Ab 2025 dürfen innerhalb der EU keine Förderungen mehr an Kohlekraftwerke vergeben werden. Länder wie Deutschland, der Slowakei und Großbritannien haben bereits den Kohleausstieg beschlossen. Spätestens 2038 soll in Deutschland keine Braunkohle mehr abgebaut werden.

Mittlerweile investieren alle EU-Länder in den Ausbau erneuerbarer Energiequellen. Erst am Mittwoch haben Vertreter der Visegrad-Staaten Tschechien, Slowakei, Polen und Ungarn mit Österreich eine Energiewendepartnerschaft in Prag abgeschlossen. Das Ziel ist der stärkere Ausbau von sauberer Energie. Während sich mittlerweile fast alle EU-Staaten beim Thema erneuerbare Energie einig sind, scheint ein EU-weiter Atomausstieg in weiter Ferne. Länder wie Frankreich, aber auch die zentral- und osteuropäischen Staaten setzen weiter auf Atomkraft.

Und selbst die Wirtschaft springt bereits auf den Zug gegen die Klimakrise auf. Weltweit haben sich 550 Unternehmen der "Science Based Targets"-Initiative von Umweltschutzorganisationen wie CDP, UN Global Compact, World Resources Institute und dem WWF angeschlossen - sieben davon kommen aus Österreich. Zu diesen zählen zum Beispiel der Verbund, die Post AG und die Austria Glas Recycling, globale Unternehmen sind Coca Cola, Procter & Gamble oder Sony.

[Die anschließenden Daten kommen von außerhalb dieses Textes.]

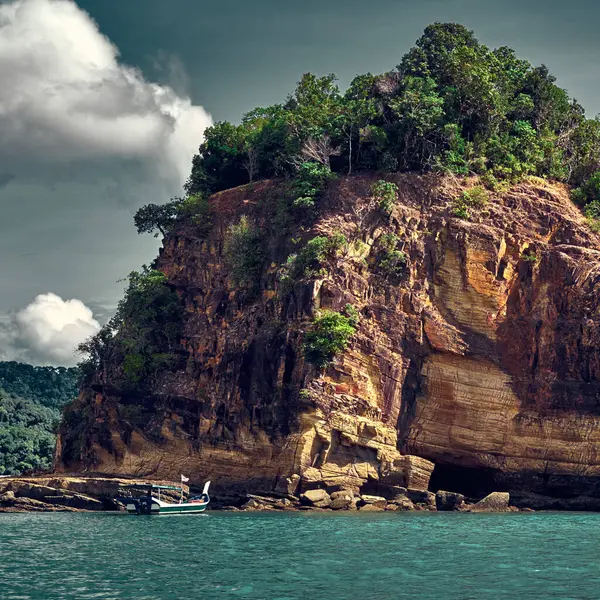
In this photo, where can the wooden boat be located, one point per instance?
(152, 504)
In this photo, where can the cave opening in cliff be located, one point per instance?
(470, 481)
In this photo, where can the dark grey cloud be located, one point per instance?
(89, 137)
(241, 54)
(84, 140)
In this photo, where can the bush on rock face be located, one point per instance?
(329, 336)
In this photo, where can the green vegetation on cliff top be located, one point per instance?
(30, 403)
(452, 105)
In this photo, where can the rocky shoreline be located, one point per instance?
(405, 500)
(82, 494)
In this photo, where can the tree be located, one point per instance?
(157, 218)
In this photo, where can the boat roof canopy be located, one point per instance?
(154, 487)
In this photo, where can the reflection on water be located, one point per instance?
(295, 556)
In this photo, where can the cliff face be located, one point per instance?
(477, 359)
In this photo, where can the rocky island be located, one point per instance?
(367, 299)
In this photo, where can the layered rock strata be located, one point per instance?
(482, 359)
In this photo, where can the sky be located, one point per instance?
(103, 104)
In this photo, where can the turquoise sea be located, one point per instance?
(294, 556)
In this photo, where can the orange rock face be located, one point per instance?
(482, 359)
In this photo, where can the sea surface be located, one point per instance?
(293, 556)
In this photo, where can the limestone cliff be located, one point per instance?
(482, 358)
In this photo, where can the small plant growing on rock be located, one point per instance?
(475, 197)
(244, 253)
(386, 195)
(197, 209)
(310, 181)
(329, 336)
(310, 260)
(391, 261)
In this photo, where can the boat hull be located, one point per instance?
(163, 508)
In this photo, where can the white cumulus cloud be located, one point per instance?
(84, 140)
(66, 98)
(47, 331)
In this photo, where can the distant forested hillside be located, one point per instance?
(30, 403)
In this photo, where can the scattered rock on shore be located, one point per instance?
(449, 500)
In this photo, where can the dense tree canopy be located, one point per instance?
(452, 104)
(143, 337)
(30, 403)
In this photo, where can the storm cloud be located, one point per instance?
(84, 140)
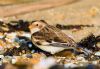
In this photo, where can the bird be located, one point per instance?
(49, 38)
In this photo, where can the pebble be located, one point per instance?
(97, 53)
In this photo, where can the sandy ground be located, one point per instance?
(82, 12)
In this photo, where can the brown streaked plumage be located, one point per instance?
(50, 38)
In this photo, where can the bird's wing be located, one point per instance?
(52, 36)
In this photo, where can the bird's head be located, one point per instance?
(37, 25)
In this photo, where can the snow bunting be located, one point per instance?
(50, 38)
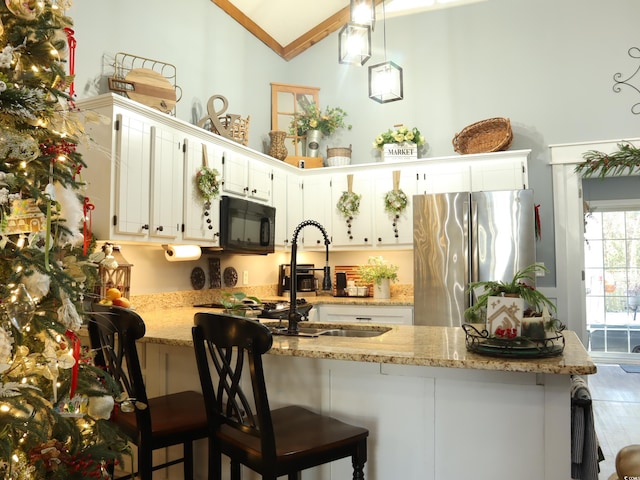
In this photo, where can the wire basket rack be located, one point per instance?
(124, 63)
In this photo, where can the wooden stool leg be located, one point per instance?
(188, 460)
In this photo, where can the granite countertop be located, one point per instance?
(401, 345)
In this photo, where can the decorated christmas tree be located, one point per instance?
(54, 404)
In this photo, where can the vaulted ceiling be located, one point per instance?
(289, 27)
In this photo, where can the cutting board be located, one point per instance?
(147, 87)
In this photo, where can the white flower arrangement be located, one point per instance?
(349, 204)
(399, 135)
(395, 201)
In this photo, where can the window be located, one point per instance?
(612, 276)
(287, 100)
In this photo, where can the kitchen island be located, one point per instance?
(434, 410)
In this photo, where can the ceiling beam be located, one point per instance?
(299, 45)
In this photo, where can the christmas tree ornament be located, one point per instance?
(68, 314)
(20, 307)
(25, 9)
(101, 407)
(37, 284)
(6, 347)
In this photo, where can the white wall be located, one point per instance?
(548, 65)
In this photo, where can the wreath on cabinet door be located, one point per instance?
(208, 183)
(395, 201)
(349, 202)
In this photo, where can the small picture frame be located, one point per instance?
(504, 316)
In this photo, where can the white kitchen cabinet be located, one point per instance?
(166, 185)
(127, 175)
(389, 315)
(316, 205)
(444, 177)
(200, 225)
(246, 178)
(356, 230)
(498, 171)
(287, 200)
(499, 174)
(134, 177)
(394, 229)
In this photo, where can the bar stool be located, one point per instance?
(159, 422)
(273, 443)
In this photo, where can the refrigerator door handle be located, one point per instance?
(472, 242)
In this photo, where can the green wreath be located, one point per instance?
(208, 184)
(395, 201)
(349, 204)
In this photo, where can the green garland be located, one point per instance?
(626, 161)
(208, 184)
(349, 204)
(395, 201)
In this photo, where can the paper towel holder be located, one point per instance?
(170, 248)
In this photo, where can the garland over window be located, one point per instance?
(625, 161)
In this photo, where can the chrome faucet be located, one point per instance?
(294, 316)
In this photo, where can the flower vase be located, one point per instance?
(312, 143)
(278, 149)
(382, 290)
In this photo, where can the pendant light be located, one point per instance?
(363, 12)
(354, 44)
(385, 79)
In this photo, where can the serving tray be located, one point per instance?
(480, 341)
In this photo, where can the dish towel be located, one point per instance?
(585, 449)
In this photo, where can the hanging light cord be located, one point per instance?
(384, 31)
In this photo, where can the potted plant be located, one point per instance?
(517, 286)
(381, 274)
(238, 303)
(312, 123)
(311, 118)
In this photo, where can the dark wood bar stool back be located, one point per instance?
(154, 423)
(273, 443)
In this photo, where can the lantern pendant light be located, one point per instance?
(363, 12)
(354, 44)
(385, 79)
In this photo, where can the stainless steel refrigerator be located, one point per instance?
(460, 238)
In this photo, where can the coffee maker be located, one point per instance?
(306, 280)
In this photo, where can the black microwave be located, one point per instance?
(246, 227)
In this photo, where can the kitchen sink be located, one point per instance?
(331, 332)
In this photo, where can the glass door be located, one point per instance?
(612, 277)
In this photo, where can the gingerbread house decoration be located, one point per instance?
(25, 217)
(504, 316)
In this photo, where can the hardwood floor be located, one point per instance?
(616, 408)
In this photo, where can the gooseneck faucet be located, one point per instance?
(294, 316)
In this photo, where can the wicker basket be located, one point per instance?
(490, 135)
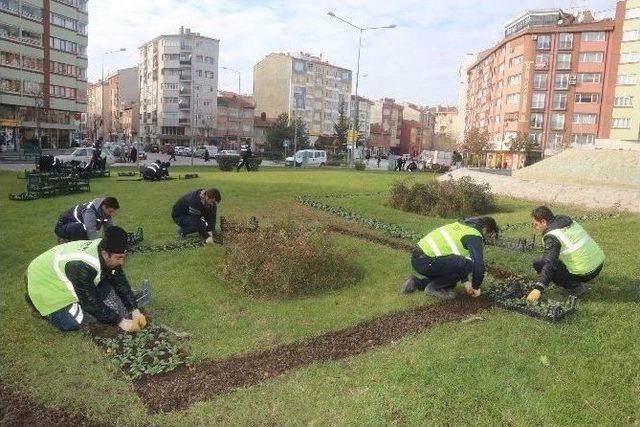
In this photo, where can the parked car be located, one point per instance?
(313, 158)
(84, 155)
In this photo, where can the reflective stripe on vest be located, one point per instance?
(578, 251)
(47, 284)
(447, 240)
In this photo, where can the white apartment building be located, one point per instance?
(178, 88)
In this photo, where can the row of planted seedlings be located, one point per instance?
(152, 351)
(508, 292)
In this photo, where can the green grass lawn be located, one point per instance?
(507, 369)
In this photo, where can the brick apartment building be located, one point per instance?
(551, 77)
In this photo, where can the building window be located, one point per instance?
(631, 35)
(10, 85)
(590, 56)
(513, 98)
(557, 121)
(564, 61)
(626, 58)
(565, 41)
(623, 101)
(582, 139)
(538, 99)
(514, 80)
(585, 119)
(587, 98)
(516, 60)
(10, 59)
(632, 13)
(32, 12)
(561, 81)
(621, 123)
(537, 120)
(589, 77)
(34, 64)
(593, 36)
(543, 42)
(542, 60)
(627, 79)
(540, 81)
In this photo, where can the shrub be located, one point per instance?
(227, 163)
(285, 261)
(445, 199)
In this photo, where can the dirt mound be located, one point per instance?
(618, 168)
(178, 390)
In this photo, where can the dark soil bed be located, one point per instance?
(177, 390)
(19, 410)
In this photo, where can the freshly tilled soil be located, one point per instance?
(180, 389)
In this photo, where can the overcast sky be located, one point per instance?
(418, 61)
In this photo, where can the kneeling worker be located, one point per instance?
(447, 255)
(195, 212)
(85, 276)
(571, 257)
(83, 221)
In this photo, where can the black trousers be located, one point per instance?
(70, 231)
(443, 272)
(192, 224)
(562, 276)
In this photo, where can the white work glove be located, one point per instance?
(137, 316)
(468, 289)
(129, 325)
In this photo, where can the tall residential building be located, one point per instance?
(550, 78)
(386, 126)
(463, 80)
(364, 116)
(303, 86)
(417, 129)
(43, 72)
(625, 121)
(235, 119)
(178, 88)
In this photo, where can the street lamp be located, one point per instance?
(356, 127)
(239, 101)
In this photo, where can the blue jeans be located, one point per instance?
(444, 272)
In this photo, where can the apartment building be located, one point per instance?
(363, 114)
(551, 77)
(418, 124)
(625, 119)
(178, 88)
(302, 85)
(386, 126)
(43, 72)
(235, 119)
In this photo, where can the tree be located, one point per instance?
(341, 127)
(282, 129)
(522, 143)
(476, 143)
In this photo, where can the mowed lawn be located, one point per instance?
(505, 369)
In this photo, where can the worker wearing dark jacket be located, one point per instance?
(571, 257)
(81, 277)
(447, 255)
(83, 221)
(195, 212)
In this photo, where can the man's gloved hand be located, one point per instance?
(129, 325)
(534, 295)
(468, 289)
(137, 316)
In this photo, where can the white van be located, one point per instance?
(309, 158)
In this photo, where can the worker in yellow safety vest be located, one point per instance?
(571, 257)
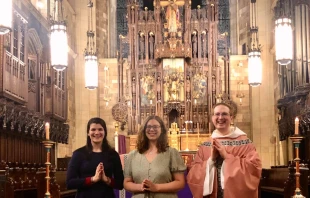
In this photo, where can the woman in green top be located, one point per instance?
(154, 170)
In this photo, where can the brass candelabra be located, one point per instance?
(296, 139)
(48, 146)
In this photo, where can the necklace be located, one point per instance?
(151, 152)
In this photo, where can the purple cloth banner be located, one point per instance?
(121, 144)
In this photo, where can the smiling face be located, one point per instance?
(96, 133)
(153, 130)
(221, 119)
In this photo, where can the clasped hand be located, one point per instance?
(218, 149)
(147, 185)
(100, 174)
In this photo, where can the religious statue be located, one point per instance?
(194, 45)
(174, 140)
(172, 16)
(151, 46)
(174, 90)
(141, 46)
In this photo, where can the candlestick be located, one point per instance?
(186, 133)
(47, 131)
(48, 145)
(296, 126)
(116, 137)
(296, 139)
(198, 130)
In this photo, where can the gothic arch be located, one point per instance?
(35, 44)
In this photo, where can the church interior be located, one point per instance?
(63, 62)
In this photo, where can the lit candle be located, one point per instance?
(47, 130)
(296, 125)
(116, 137)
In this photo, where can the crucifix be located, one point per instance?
(172, 13)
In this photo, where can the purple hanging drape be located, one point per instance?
(121, 144)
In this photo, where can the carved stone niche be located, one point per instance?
(294, 104)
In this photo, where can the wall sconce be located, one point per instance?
(90, 54)
(254, 56)
(6, 16)
(283, 34)
(59, 39)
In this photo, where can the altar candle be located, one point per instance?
(47, 130)
(296, 126)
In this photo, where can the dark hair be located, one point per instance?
(105, 144)
(223, 104)
(142, 141)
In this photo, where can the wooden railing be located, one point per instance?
(28, 180)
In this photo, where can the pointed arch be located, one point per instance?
(35, 44)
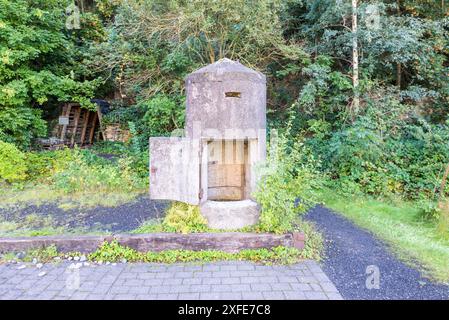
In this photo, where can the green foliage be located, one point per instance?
(13, 166)
(163, 114)
(45, 254)
(80, 176)
(416, 241)
(184, 218)
(388, 150)
(287, 185)
(114, 252)
(37, 58)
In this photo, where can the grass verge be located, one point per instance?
(414, 240)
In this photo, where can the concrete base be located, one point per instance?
(230, 215)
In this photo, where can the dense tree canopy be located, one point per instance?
(319, 62)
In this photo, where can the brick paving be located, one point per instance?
(223, 280)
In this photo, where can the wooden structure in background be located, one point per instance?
(81, 126)
(114, 132)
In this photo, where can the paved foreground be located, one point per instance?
(223, 280)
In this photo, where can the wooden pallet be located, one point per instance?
(81, 127)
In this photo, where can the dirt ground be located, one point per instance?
(100, 219)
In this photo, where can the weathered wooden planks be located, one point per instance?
(226, 241)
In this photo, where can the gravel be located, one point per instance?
(350, 250)
(122, 218)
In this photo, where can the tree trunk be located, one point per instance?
(355, 60)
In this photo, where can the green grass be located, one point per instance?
(414, 240)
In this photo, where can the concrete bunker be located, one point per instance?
(214, 164)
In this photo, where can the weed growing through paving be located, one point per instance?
(114, 252)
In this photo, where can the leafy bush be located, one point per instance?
(13, 166)
(114, 252)
(287, 184)
(184, 218)
(388, 150)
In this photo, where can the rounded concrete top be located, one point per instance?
(225, 69)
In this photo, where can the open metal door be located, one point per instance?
(175, 169)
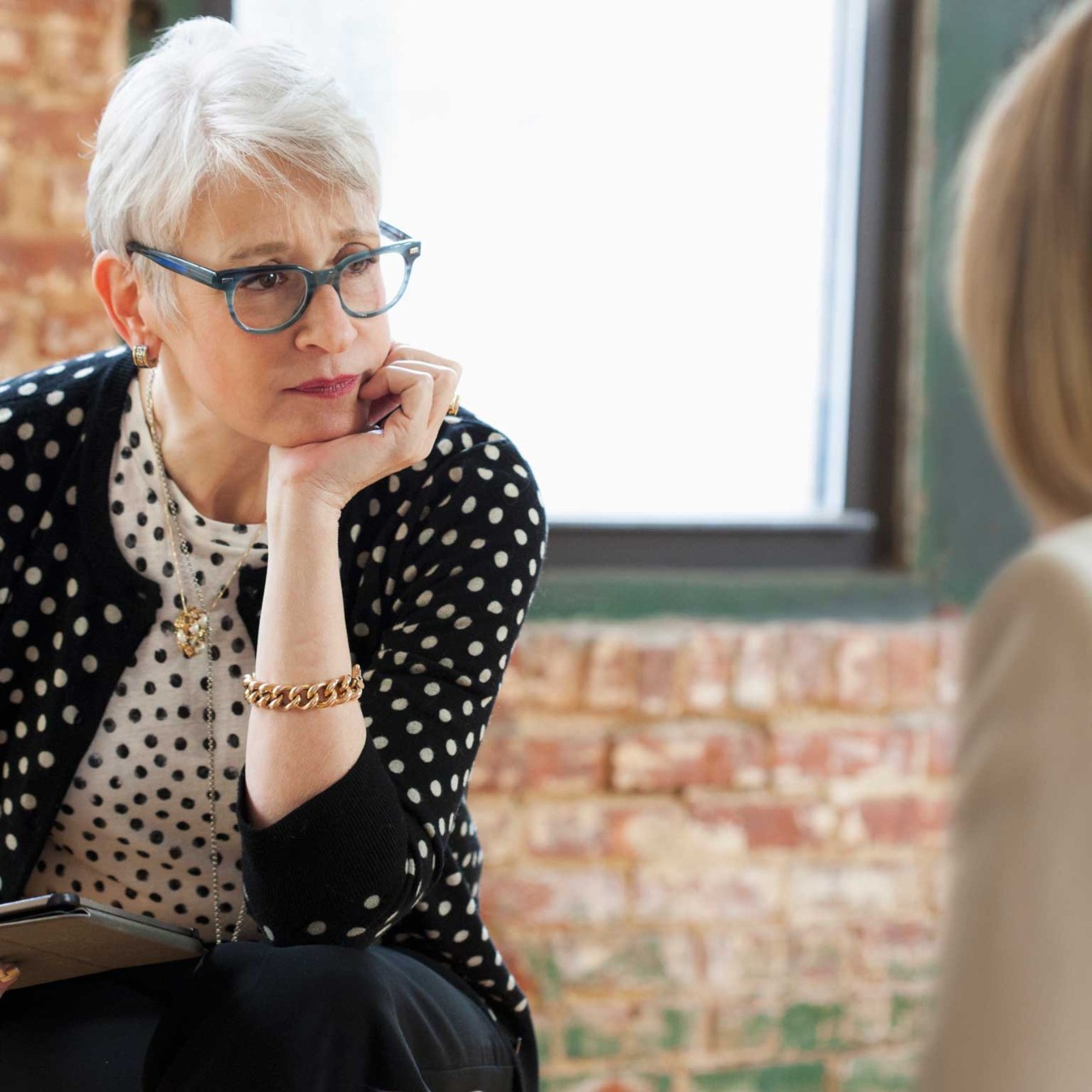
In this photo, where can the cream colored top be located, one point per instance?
(1014, 1005)
(132, 830)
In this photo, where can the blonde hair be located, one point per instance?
(1021, 273)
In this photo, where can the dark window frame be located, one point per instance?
(866, 534)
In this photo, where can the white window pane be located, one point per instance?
(624, 211)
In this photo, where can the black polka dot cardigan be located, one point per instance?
(438, 564)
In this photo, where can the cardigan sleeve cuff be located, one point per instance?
(347, 830)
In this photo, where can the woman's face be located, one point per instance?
(246, 380)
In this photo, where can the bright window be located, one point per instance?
(638, 229)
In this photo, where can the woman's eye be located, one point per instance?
(262, 282)
(361, 265)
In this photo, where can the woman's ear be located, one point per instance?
(124, 299)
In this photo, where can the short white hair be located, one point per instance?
(206, 106)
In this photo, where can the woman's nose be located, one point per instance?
(324, 323)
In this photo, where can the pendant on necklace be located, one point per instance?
(191, 630)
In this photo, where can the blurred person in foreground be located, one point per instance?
(258, 547)
(1014, 1005)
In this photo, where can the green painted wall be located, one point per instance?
(973, 521)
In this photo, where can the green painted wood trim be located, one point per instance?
(972, 519)
(753, 595)
(172, 11)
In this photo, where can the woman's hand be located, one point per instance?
(418, 386)
(9, 975)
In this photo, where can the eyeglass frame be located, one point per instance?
(226, 281)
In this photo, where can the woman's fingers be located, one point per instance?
(447, 374)
(9, 975)
(424, 391)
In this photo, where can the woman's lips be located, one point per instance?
(328, 390)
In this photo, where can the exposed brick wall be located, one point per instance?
(716, 852)
(57, 61)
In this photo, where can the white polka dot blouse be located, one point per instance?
(102, 720)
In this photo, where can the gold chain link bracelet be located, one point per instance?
(283, 698)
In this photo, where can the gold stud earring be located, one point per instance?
(141, 357)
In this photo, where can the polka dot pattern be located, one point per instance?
(439, 566)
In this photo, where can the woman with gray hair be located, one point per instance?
(258, 544)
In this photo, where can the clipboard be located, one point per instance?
(58, 936)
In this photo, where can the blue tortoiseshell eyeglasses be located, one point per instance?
(265, 299)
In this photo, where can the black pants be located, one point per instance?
(312, 1018)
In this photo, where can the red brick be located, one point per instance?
(24, 260)
(817, 955)
(74, 58)
(807, 666)
(16, 53)
(893, 951)
(631, 960)
(745, 958)
(62, 336)
(758, 664)
(912, 663)
(862, 670)
(905, 820)
(691, 752)
(808, 752)
(511, 759)
(500, 828)
(612, 675)
(768, 825)
(659, 679)
(88, 11)
(710, 669)
(568, 828)
(66, 192)
(708, 896)
(545, 896)
(48, 132)
(834, 892)
(942, 743)
(949, 661)
(547, 670)
(749, 1025)
(653, 829)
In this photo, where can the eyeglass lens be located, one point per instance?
(265, 300)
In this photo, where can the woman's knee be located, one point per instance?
(314, 982)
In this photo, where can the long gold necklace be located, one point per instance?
(197, 639)
(191, 623)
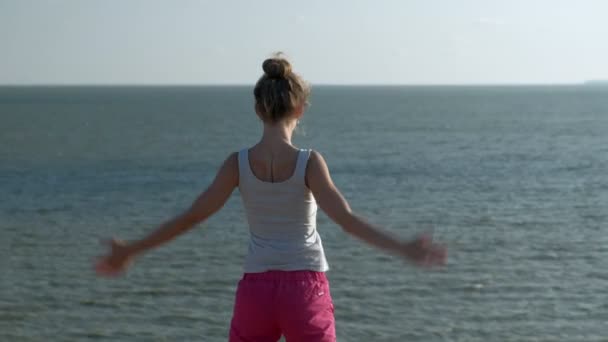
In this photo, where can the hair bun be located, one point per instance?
(276, 67)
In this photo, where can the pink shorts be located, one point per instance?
(296, 304)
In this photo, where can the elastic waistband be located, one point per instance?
(287, 276)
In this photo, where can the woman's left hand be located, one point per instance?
(116, 262)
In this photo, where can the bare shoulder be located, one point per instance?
(316, 168)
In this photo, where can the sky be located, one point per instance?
(329, 42)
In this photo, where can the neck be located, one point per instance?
(279, 133)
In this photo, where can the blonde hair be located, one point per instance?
(279, 91)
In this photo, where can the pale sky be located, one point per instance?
(329, 42)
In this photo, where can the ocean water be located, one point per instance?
(513, 179)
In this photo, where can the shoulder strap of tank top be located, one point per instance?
(301, 163)
(243, 163)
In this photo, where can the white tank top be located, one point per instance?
(282, 221)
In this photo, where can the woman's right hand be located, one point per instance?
(422, 251)
(116, 261)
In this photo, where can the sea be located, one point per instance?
(512, 179)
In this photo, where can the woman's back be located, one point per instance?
(281, 215)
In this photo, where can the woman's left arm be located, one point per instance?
(207, 203)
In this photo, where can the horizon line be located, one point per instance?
(523, 84)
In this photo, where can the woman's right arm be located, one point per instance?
(330, 200)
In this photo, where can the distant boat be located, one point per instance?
(603, 83)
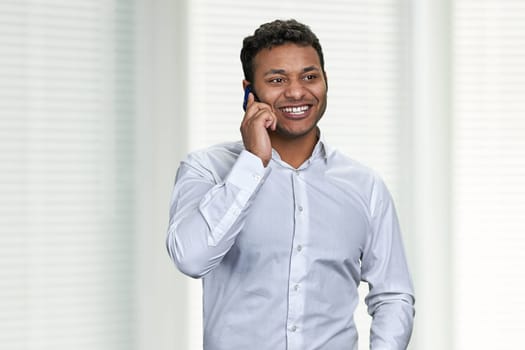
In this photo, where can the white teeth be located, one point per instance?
(295, 110)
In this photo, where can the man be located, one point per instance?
(281, 227)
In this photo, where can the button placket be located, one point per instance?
(298, 263)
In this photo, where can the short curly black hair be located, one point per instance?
(278, 32)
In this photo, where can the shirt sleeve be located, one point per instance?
(390, 299)
(206, 215)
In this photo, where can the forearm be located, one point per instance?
(206, 217)
(392, 322)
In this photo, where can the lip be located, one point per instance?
(296, 112)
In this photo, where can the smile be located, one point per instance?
(296, 111)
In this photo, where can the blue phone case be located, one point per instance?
(247, 91)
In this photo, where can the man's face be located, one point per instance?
(290, 79)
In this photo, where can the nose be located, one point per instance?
(294, 90)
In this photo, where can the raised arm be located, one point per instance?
(207, 212)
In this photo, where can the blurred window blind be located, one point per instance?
(66, 132)
(489, 173)
(364, 58)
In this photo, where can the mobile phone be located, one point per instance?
(247, 91)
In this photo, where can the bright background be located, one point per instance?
(101, 99)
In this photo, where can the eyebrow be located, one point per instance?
(282, 71)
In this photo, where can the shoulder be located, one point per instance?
(216, 160)
(357, 178)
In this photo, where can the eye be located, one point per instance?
(310, 77)
(276, 80)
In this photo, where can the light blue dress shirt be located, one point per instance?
(282, 251)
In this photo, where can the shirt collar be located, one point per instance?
(321, 151)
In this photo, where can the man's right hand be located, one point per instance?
(258, 118)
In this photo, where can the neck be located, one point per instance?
(295, 151)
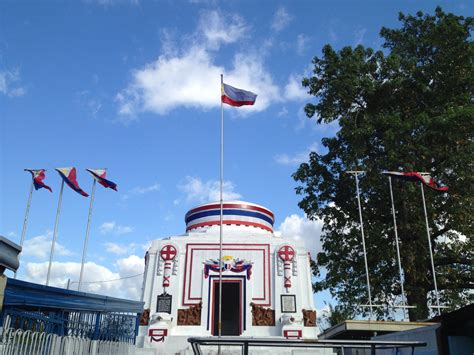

Sie haben sich dazu bekannt, nach konkreten Gegenmaßnahmen im Sinne des Klimaschutzes zu suchen, die maßgeschneidert zum Unternehmen passen.

Parteien setzt auf Klimakarte

Das Thema Klimaschutz ist auch im heimischen EU-Wahlkampf prominent und verhilft gerade den aus dem Nationalrat geflogenen Grünen zu einem kräftigen Lebenszeichen. In Umfragen liegen diese derzeit bei gut zehn Prozent. Umweltschutz ist das Kernthema der Grünen. Spitzenkandidat Werner Kogler attestierte kürzlich seiner Partei ein neuerliches Erstarken im EU-Wahlkampf ob der Dringlichkeit des Themas.

Aber auch die SPÖ setzt diesmal stärker auf die Klimakarte. Der von der Sozialistischen Jugend ausgearbeitete "New Green Deal" für die EU findet sich prominent im EU-Wahlkampf der SPÖ wieder. Die wirtschaftsaffinen Neos sehen im Wahlkampf ebenfalls keinen Widerspruch zwischen Klimapolitik und Wirtschaftswachstum. Spitzenkandidatin Claudia Gamon sprach sich wiederholt für eine CO2-Steuer aus, die wiederum budgetär den Faktor Arbeit weiter entlasten soll. Einzig die Regierungsparteien ÖVP und FPÖ zeigen sich verhaltener. Im EU-Wahlkampf der ÖVP findet sich der Umweltschutz, wenn auch nicht an oberster Stelle, zumindest im Wahlprogramm. Die FPÖ bedient die Klimawandel-Skeptiker: Sie ist als einzige gegen das Pariser Klimaabkommen. Vizekanzler Heinz-Christian Strache hat auch wiederholt bezweifelt, dass der Klimawandel menschengemacht sei.

Schreiten die Veränderungen des Klimas dennoch voran, und sei es auch in einem geringeren Ausmaß als ohne Maßnahmen zum Klimaschutz, so muss der Mensch das tun, was aus evolutionsbiologischer Sicht schon immer einen klaren Vorteil brachte: sich anpassen, um zu überleben.